Kelly Services Inc.’s Vancouver branch is placing about 150 people a week – up about 33 percent over last year, said Branch Manager Susan Schneiderman.

“I think businesses have been in the throws of growth but aren’t sure they can sustain the growth,” she said.

Companies are using temporary assignments as a way to evaluate prospective full-time employees, and more and more are using them on a project basis.

“The value of employment services is being recognized,” Schneiderman said. “We no longer have to introduce a company to the idea of a contingent workforce.”

Smith said using a staffing service saves him from worrying about staffing so much.

“Through the ups and downs, I can add and reduce the temporary staff quickly,” he said. “To be honest, we can weed through them pretty easily. There aren’t a lot of ties to a temp, and I just call the staffing service and say this person’s not working out.”

Companies are increasingly worried about whether a worker fits into a work environment, not only about whether a worker has the ability to do the job, Beam said.

On the flip side, workers are also feeling out the company.

Gen X-ers and Gen Y-ers are demanding job satisfaction, Schneiderman said.

Many temporary workers are between long-term jobs and temping is a source of supplemental income, but some are using it for support until they find the right thing, Nisenfeld said.

“People are more concerned about the fit and some are willing to wait for the right job,” she said. “It’s not just about salary and skills anymore.”


Demand for specialized skills

Companies are increasingly demanding more specialized skills from temporary workers. It’s not enough for warehouse workers to be able to lift – they have to be able to handle inventory and complete data entry – and receptionists have to know Microsoft Word and Excel at the least, Schneiderman said.

Businesses are recognizing they can hire highly skilled project professionals through staffing services in specialized areas like finance, information technology and administrative support.

“People call us because they figure we have people with higher skill levels,” she said. “If they wanted mediocre workers, they’d hire anyone off the street.”

In an attempt to increase the skill set of many under-qualified workers, Kelly Services offers a free computer skills tutorial for its workers. WorkSource also has skills training.

“We don’t want to just put people in our database,” Schneiderman said. “We want to put them to work and increase their skills so they can earn more money and get better placements.”

Beam said many workers are coming to staffing services with more sophisticated computer skills. Some have experience with PageMaker and InDesign, where basic computer skills used to cut it.
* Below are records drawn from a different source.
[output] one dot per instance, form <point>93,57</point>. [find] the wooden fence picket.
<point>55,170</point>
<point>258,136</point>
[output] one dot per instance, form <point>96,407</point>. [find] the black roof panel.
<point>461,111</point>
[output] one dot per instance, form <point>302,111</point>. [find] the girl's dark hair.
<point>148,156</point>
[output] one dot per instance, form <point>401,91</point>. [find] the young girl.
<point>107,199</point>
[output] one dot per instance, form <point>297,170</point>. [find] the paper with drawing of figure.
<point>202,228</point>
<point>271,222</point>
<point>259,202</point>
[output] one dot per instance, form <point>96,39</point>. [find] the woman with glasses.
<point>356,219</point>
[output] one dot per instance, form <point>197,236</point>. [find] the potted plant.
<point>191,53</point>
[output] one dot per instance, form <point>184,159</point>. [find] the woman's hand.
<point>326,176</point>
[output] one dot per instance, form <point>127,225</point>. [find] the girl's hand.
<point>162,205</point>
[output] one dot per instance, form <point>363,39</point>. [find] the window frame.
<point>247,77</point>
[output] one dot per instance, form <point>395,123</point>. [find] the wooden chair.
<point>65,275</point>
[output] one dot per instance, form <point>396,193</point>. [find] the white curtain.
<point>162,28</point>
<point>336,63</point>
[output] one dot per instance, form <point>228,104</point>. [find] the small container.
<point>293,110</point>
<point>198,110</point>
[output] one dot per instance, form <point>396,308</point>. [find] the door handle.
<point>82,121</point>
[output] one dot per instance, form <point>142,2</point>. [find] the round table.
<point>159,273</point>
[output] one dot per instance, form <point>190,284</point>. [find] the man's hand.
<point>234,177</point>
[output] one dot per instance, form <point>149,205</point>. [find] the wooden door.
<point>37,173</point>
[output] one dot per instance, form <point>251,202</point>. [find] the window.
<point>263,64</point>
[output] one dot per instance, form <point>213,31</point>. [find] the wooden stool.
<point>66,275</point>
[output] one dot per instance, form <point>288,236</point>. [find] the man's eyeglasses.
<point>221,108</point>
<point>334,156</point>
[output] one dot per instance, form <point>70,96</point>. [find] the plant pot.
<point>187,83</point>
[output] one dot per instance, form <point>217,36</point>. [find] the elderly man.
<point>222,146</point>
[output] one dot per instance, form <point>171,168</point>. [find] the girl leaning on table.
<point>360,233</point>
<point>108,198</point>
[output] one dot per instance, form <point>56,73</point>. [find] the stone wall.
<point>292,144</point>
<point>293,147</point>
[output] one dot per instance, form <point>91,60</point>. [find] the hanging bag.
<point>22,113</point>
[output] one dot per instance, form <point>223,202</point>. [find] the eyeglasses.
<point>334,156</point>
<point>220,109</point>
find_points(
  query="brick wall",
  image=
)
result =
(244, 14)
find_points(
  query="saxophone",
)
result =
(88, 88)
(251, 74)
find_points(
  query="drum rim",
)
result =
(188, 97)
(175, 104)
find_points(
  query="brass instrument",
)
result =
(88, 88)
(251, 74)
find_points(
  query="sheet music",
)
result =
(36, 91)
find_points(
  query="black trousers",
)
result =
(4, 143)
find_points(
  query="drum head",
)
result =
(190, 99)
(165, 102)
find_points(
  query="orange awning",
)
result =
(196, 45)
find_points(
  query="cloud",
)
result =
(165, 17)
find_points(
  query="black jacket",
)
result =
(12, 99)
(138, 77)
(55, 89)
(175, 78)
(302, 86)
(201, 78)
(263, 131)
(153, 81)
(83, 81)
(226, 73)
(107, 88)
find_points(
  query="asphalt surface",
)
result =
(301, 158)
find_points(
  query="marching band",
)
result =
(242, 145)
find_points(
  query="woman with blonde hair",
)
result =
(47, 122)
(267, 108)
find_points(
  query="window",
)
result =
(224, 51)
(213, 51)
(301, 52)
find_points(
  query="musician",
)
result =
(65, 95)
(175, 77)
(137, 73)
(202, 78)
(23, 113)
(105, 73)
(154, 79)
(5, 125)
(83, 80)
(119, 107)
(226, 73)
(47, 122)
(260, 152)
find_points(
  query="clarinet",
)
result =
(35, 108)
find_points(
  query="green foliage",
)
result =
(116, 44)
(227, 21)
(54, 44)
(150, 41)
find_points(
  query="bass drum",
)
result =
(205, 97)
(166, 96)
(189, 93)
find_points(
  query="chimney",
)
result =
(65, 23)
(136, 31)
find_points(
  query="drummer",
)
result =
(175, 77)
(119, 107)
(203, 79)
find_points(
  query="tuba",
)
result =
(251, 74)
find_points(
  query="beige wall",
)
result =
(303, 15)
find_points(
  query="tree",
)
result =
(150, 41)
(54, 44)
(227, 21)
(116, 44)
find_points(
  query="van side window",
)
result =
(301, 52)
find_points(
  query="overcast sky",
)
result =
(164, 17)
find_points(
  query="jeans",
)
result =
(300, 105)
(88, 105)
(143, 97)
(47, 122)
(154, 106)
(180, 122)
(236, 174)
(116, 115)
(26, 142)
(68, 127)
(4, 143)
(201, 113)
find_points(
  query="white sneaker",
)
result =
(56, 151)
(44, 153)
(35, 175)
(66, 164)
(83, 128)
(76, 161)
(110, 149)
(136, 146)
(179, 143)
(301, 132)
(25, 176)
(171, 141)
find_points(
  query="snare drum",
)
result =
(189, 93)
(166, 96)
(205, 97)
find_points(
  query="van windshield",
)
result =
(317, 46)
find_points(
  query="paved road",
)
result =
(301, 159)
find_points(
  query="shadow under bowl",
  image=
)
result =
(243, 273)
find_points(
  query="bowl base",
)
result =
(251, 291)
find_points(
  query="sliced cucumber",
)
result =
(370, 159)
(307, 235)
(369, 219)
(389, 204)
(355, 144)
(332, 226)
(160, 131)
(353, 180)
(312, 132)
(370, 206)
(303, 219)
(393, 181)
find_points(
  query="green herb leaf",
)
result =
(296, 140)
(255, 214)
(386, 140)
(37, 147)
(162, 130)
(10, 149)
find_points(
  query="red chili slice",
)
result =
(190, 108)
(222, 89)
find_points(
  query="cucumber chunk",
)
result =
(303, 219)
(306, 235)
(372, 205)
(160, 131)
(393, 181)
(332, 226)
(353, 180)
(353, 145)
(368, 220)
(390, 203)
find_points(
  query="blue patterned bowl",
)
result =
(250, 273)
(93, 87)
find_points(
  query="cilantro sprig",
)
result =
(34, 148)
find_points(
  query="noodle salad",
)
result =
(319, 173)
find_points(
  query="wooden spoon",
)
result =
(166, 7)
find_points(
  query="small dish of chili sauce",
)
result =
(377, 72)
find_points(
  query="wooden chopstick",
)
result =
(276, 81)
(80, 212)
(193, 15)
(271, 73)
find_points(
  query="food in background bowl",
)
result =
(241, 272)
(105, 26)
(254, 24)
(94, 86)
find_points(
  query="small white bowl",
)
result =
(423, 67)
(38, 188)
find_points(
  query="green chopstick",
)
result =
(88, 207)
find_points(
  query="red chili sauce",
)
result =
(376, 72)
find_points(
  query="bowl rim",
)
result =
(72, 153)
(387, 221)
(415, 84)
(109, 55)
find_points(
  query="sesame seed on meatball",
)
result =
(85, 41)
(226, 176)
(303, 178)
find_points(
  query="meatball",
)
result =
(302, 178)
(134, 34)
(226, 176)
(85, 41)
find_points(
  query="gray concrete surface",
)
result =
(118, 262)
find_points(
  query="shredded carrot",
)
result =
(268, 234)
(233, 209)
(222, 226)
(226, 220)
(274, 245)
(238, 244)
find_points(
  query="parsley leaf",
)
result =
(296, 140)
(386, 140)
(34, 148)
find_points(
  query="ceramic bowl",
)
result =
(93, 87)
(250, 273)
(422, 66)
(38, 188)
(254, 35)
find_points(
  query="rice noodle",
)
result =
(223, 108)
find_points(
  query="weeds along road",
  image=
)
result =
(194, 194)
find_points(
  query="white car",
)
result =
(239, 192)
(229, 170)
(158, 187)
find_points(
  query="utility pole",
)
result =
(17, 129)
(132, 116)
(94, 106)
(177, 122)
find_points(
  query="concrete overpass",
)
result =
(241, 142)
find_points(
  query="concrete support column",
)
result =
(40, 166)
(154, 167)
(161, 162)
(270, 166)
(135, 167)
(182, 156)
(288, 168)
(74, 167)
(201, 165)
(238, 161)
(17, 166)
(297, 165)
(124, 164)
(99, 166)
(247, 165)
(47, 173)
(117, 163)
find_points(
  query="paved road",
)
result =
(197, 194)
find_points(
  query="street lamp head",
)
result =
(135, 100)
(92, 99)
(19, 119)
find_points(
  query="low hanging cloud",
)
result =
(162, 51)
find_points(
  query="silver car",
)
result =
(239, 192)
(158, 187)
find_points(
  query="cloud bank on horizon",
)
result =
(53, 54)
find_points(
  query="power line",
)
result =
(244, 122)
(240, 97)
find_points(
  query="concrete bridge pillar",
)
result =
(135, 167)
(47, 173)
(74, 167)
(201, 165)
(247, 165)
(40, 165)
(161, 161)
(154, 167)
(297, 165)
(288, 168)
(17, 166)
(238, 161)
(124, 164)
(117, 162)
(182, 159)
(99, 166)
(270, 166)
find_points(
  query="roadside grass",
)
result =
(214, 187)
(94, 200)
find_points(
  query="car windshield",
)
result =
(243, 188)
Schneiderman said there have been layoffs in Southwest Washington this year, which has increased some of the skill sets being funneled into staffing services.

Hot temp sectors include manufacturing, office staff and accountants.

As the forecasted skills shortage grows nearer, these companies should be prepared to compete harder for these higher skilled workers. But a temporary workforce that is presenting itself, perhaps for the first time in such force, is retirees.

The pool may grow substantially in the next few years as active boomers who may not be ready to stop working completely continue to retire.

Nisenfeld expects to see continued strength in the temporary market in the coming months. She also expects there will be some loosening of the labor market, but it will be offset by retirements and regular exits from the workforce.

“Some companies are going to have to rethink what they’re doing to recruit because it’s so competitive for good employees,” Schneiderman said. “They can’t compete with low, low salaries.”

Nisenfeld said she wouldn’t be surprised if most companies budget for temporary help – the SWWDC does.

“It’s a great way to handle unforeseen tasks and backed up workflow,” she said. “It’s a regular cost of doing business.”